A striking resemblance to a warning photo on a pack of cigarettes has a woman furious.
Jodi Charles was horrified when she saw the image on a friend's package of cigarettes, saying it was a photo of her father who passed away in 2015. She said that her dad did not give his consent to use the photo for the advertisement.
"I am 110 per cent sure it is him and that there is no way he gave permission for such a terrible picture to be used. It's terribly upsetting," she said.
Although he was a smoker, the former ambulance driver passed away from bone marrow problems, septicemia and lymphoma, all which were unrelated to his tobacco use.
It was Jodi's 14-year-old daughter that noticed the picture on the packaging.
"My friend who smokes tobacco came round on Tuesday and my 14-year-old daughter picked up the wrapper," said the mother-of-two. "She ran into the room and said, 'Look, it's granddad!"
"When I saw that photo, I just said, 'Oh my God.' I just knew without any doubt that it was dad. I was horrified."
Jodi showed the package to her mother Marina Morton, who is also convinced that is a photo of her late-husband.
Hospitalized for 10 months at Basildon University Hospital in Essex, he was on life support in the intensive care unit on 3 occasions.

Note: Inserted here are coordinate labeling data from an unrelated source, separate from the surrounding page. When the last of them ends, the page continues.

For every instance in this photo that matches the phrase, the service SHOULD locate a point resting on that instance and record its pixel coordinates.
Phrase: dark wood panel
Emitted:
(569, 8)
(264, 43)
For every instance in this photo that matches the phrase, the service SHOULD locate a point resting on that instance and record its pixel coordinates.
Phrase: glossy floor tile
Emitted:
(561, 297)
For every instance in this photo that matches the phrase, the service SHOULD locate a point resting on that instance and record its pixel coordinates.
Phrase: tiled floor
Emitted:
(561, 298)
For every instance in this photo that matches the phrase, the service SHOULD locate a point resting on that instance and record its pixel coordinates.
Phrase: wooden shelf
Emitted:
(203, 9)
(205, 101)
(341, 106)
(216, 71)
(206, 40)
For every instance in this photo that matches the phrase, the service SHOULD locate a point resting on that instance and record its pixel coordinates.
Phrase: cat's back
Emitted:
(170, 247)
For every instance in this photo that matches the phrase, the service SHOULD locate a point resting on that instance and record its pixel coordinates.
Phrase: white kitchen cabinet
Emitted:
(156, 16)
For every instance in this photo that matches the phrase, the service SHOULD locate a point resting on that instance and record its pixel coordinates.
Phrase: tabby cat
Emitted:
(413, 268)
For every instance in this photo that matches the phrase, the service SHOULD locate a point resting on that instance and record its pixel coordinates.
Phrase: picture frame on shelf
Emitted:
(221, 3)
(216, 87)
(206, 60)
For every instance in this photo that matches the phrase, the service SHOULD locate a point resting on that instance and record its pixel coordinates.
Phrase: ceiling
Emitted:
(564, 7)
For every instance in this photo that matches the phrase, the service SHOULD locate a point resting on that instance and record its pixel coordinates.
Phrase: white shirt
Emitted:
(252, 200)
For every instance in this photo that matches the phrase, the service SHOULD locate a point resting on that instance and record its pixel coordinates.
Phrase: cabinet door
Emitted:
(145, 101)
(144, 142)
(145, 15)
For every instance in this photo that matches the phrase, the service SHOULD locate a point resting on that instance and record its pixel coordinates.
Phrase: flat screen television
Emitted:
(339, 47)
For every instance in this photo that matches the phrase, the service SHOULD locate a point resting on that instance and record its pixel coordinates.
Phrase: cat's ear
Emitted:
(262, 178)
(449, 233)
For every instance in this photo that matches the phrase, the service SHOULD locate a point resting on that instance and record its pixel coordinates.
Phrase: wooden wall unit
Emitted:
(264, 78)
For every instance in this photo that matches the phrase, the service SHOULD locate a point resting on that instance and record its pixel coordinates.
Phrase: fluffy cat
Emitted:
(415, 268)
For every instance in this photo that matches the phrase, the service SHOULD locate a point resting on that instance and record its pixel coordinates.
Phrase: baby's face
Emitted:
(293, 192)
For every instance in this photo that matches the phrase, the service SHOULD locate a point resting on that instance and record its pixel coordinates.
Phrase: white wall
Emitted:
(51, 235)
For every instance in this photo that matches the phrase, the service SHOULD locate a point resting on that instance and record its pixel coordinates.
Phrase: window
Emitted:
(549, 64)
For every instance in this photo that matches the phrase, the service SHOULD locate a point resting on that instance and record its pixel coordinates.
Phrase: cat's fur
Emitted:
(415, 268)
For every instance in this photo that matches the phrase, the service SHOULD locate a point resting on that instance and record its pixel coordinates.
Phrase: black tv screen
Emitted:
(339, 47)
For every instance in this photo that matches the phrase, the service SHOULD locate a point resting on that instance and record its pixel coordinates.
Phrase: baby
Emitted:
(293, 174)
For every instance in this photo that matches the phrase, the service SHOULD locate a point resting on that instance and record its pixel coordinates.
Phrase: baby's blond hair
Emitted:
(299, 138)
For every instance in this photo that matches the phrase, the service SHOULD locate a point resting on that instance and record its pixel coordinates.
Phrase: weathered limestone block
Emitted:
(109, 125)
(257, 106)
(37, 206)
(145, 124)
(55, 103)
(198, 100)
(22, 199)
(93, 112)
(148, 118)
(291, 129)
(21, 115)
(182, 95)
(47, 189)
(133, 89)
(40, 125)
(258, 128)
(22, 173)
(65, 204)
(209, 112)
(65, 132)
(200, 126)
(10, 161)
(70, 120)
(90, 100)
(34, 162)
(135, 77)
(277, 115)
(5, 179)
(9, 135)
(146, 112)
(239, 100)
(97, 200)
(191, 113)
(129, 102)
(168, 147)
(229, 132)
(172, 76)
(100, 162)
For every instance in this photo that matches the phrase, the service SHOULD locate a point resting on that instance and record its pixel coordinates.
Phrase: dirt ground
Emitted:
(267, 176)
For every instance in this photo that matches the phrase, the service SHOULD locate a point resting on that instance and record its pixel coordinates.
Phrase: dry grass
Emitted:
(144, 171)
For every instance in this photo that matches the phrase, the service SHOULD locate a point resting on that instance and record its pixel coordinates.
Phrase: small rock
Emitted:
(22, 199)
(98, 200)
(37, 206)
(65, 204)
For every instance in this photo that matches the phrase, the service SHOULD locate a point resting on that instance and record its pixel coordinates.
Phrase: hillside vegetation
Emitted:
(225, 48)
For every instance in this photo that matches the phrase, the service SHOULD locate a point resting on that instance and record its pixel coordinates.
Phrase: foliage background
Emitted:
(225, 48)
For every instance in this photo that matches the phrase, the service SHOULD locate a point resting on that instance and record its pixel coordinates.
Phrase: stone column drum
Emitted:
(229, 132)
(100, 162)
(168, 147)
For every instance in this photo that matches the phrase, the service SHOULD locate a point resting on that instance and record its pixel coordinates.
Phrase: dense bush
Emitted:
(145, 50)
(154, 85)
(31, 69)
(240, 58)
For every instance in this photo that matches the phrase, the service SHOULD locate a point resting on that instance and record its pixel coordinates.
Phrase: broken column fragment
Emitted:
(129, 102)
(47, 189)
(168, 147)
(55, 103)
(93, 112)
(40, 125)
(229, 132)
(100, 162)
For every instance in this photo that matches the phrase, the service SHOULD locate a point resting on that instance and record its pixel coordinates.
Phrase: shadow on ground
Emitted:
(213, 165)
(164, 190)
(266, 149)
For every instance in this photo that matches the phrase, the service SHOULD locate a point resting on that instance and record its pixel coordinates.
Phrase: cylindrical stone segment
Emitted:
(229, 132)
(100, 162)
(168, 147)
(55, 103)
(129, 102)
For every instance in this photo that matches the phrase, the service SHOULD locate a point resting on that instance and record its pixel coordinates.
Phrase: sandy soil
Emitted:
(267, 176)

That is when Jodi suspects the photo must have been taken, which shows a man lying unconscious in a hospital bed with a breathing tube in his mouth.
"The whole picture looks exactly like him. His eyes were puffed up when he was in intensive care and they are in the photo too," Jodi says.
The hospital denies this claim and the European Commission says the image is of someone else entirely.
The EU said it "cannot give out further information on their identity in order to protect the rights of the individuals depicted."
"We are very sorry for the distress caused to this young lady who believes that her father is depicted in this health warning. However, having checked the details of her father against the identity of the person depicted, we can categorically state that the person in this picture is not David Ross," a European Commission spokesman said. "Any similarity with other individuals is purely coincidental."
Jodi and her family are not convinced and wants the brand to stop using the photo.
"It is morally wrong and extremely distressing for the whole family."
What do you think? Should the cigarette company pull the advertisement?